Bookmark designed by local artist Chris Bonnell (Ryan Belmore/The Alexandria Brief)
Two hundred years later, three independent Alexandria newsrooms were being championed at a table in a parking lot on a Saturday morning, making sure their neighbors knew they existed. The spirit holds.
Jefferson said the reception over the two days was varied and meaningful. Some visitors already followed one of the three outlets being promoted and left knowing all three. Others stopped because they recognized Theogony from the attention it received in 2025, or because they had children at Alexandria City High School who knew the student journalists volunteering at the table.

"People stop by and they see Theogony and they know about some of the attention that newspaper got," Jefferson said. "Some people know the student journalists because they have kids in the high school. There was sharing of experiences and getting to meet those student journalists in person, which was really special."
Theogony, which is raising funds through Spring2Action with a $5,000 goal to support its student journalists, brought its own remarkable story to the weekend — one that includes a House Joint Resolution from Delegate Kirk McPike, a Freedom of the Press Award from the Southern Interscholastic Press Association, a Courage in Student Journalism Award from the Student Press Law Center and multiple honors from the National Student Press Association Convention. Student journalists are not a pipeline to professional media. They are the press, right now, covering their school and their city with the same seriousness the work demands.
The pop-ups also featured a participatory art board, sponsored by the Art League, where community members could write on individual triangular tiles about topics or issues important to them. The tiles from Saturday's stop at St. Elmo's painted a vivid picture of what is on Alexandria residents' minds: the library, splash parks and playgrounds, Del Ray development, food insecurity, education, the arts, animal shelters, green spaces, native plants, veterans, connection and empathy, and — more than once — democracy itself.
Jefferson said the tiles from all three events will be assembled into a larger community artwork, which the Art League has offered to display in a temporary exhibit at the Torpedo Factory later this spring.
"We're combining all of these tiles together after this weekend to help understand the perspective of the community and what they need — what issues might either be covered well or might need to be covered better," Jefferson said. "At least, what is the community talking about that is important to them that should be on the mind of local journalism."
That question is exactly the right one to be asking. Local news is not just about informing people — it is about reflecting a community back to itself, celebrating what makes a place distinct, and creating the shared set of facts that allows neighbors to disagree without disconnecting.
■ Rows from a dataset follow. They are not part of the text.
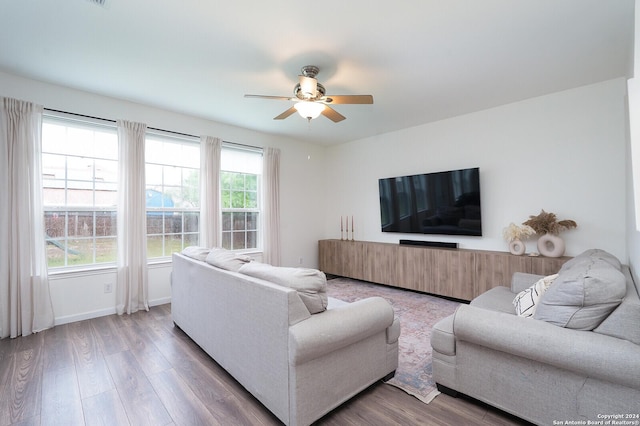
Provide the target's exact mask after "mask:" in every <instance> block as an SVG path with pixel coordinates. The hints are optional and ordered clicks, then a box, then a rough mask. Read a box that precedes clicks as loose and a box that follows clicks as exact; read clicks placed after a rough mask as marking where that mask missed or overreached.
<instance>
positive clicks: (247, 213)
mask: <svg viewBox="0 0 640 426" xmlns="http://www.w3.org/2000/svg"><path fill="white" fill-rule="evenodd" d="M247 229H251V230H254V231H256V230H257V229H258V213H247Z"/></svg>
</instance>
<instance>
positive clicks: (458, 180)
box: [378, 167, 482, 236]
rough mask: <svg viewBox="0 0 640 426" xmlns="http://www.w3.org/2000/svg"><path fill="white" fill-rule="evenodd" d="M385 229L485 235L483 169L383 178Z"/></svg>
mask: <svg viewBox="0 0 640 426" xmlns="http://www.w3.org/2000/svg"><path fill="white" fill-rule="evenodd" d="M378 184H379V187H380V218H381V222H382V231H383V232H400V233H418V234H444V235H472V236H481V235H482V219H481V215H480V212H481V208H480V169H479V168H477V167H476V168H470V169H462V170H451V171H447V172H437V173H425V174H421V175H413V176H400V177H393V178H384V179H380V180H379V182H378Z"/></svg>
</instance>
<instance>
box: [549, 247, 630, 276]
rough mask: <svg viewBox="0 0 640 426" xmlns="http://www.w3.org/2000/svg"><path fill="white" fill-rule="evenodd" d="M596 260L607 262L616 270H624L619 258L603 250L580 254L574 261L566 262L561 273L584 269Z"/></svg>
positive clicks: (607, 262) (582, 253) (596, 250)
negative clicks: (567, 271)
mask: <svg viewBox="0 0 640 426" xmlns="http://www.w3.org/2000/svg"><path fill="white" fill-rule="evenodd" d="M594 260H602V261H604V262H607V263H608V264H610V265H611V266H613V267H614V268H616V269H617V270H618V271H620V270H622V265H621V264H620V261H619V260H618V258H617V257H615V256H614V255H612V254H611V253H608V252H606V251H604V250H601V249H589V250H585V251H584V252H582V253H580V254H579V255H577V256H576V257H574V258H573V259H571V260H569V261H567V262H565V263H564V264H563V265H562V267H561V268H560V271H559V272H562V271H567V270H569V269H571V268H576V267H584V266H585V265H588V264H589V263H590V262H592V261H594ZM581 265H582V266H581Z"/></svg>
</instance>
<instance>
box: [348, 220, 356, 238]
mask: <svg viewBox="0 0 640 426" xmlns="http://www.w3.org/2000/svg"><path fill="white" fill-rule="evenodd" d="M347 220H348V219H347ZM355 232H356V227H355V226H353V216H351V241H355V240H356V235H355ZM347 238H349V236H348V235H347Z"/></svg>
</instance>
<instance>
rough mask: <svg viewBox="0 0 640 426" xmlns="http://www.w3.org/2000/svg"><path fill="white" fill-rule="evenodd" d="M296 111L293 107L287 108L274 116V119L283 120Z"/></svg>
mask: <svg viewBox="0 0 640 426" xmlns="http://www.w3.org/2000/svg"><path fill="white" fill-rule="evenodd" d="M295 112H296V109H295V108H294V107H291V108H289V109H288V110H286V111H285V112H283V113H282V114H280V115H279V116H277V117H274V118H273V119H274V120H284V119H285V118H287V117H289V116H290V115H291V114H294V113H295Z"/></svg>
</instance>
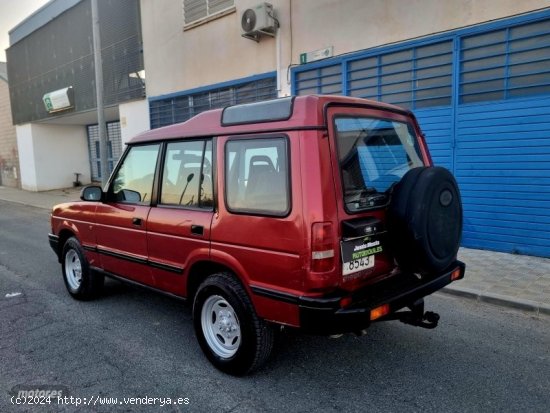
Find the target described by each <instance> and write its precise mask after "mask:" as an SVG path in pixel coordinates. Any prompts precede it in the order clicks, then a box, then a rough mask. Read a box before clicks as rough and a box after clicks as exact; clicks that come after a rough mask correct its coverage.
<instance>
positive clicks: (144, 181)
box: [95, 143, 160, 286]
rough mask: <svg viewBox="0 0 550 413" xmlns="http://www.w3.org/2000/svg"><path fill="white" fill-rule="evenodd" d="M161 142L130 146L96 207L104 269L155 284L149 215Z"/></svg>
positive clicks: (99, 242)
mask: <svg viewBox="0 0 550 413" xmlns="http://www.w3.org/2000/svg"><path fill="white" fill-rule="evenodd" d="M159 152H160V144H158V143H157V144H148V145H136V146H130V147H129V149H128V150H127V151H126V153H125V155H124V158H123V160H122V162H121V163H119V165H118V167H117V170H116V172H115V174H114V175H113V176H112V177H111V180H110V182H109V189H108V191H107V194H106V196H105V199H106V200H105V202H103V203H101V204H100V205H99V206H98V208H97V210H96V218H97V224H96V231H95V232H96V235H97V250H98V252H99V254H100V257H101V266H102V268H103V269H104V270H105V271H107V272H109V273H111V274H114V275H117V276H121V277H124V278H127V279H130V280H132V281H136V282H138V283H141V284H145V285H149V286H152V285H154V282H153V276H152V273H151V270H150V267H149V265H148V257H147V255H148V254H147V235H146V234H147V217H148V215H149V212H150V210H151V200H152V199H153V197H152V194H153V183H154V177H155V171H156V165H157V160H158V156H159Z"/></svg>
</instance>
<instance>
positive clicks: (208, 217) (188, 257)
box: [147, 139, 214, 296]
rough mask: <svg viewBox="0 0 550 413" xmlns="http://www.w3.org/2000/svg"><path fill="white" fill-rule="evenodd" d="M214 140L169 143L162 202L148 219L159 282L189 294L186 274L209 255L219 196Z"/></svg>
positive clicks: (164, 175)
mask: <svg viewBox="0 0 550 413" xmlns="http://www.w3.org/2000/svg"><path fill="white" fill-rule="evenodd" d="M212 171H213V168H212V140H211V139H201V140H182V141H174V142H168V143H167V144H166V154H165V157H164V162H163V167H162V176H161V179H160V183H161V184H160V185H161V188H160V196H159V199H158V203H157V205H156V206H155V207H153V208H152V209H151V212H150V213H149V218H148V222H147V245H148V252H149V263H150V265H151V271H152V273H153V277H154V280H155V286H156V287H157V288H158V289H160V290H163V291H165V292H169V293H172V294H176V295H179V296H185V294H186V291H185V285H186V282H185V276H186V275H187V274H188V271H189V268H190V267H191V266H192V265H193V263H194V262H197V261H199V260H208V259H209V255H210V224H211V222H212V215H213V207H214V201H213V200H214V197H213V185H212V181H213V178H212Z"/></svg>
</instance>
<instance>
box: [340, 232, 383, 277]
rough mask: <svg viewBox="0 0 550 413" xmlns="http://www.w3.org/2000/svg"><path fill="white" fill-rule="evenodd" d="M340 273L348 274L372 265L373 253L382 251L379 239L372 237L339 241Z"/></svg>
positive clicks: (373, 257)
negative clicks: (341, 254)
mask: <svg viewBox="0 0 550 413" xmlns="http://www.w3.org/2000/svg"><path fill="white" fill-rule="evenodd" d="M340 245H341V250H342V261H343V263H342V274H343V275H349V274H353V273H356V272H359V271H362V270H366V269H368V268H372V267H374V259H375V258H374V257H375V254H378V253H379V252H382V245H380V241H379V240H375V239H373V238H372V237H364V238H358V239H354V240H350V241H342V242H341V244H340Z"/></svg>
Independent local newsrooms are the ones best positioned to do that work honestly.
Looking ahead, Jefferson said the 2026 events were intentionally experimental — pulled together in about a month — and that he sees significant room to grow in future years.
"I'm curious how we can bring together more of the city's resources, more organizations that want to support local news, more newsrooms and newspapers," he said. "Trying to embed ourselves in the community and reach people who might not have the information right now or might not know news outlets that are covering their neighborhood — that would be very central to whatever is happening."
Jefferson credited the partnerships that made the weekend possible. "I appreciate the openness from The Alexandria Brief and the other volunteers and the other outlets, and the farmers markets especially, who trusted me and Bloom Labs to do these pop-ups and help promote their work," he said.
For The Alexandria Brief, the weekend was a reminder of what this work is really about — not pageviews or open rates, but neighbors stopping at a table on a sunny Saturday morning because they want to know what is happening in their city and who is covering it.
They deserve an answer. We are here to give them one.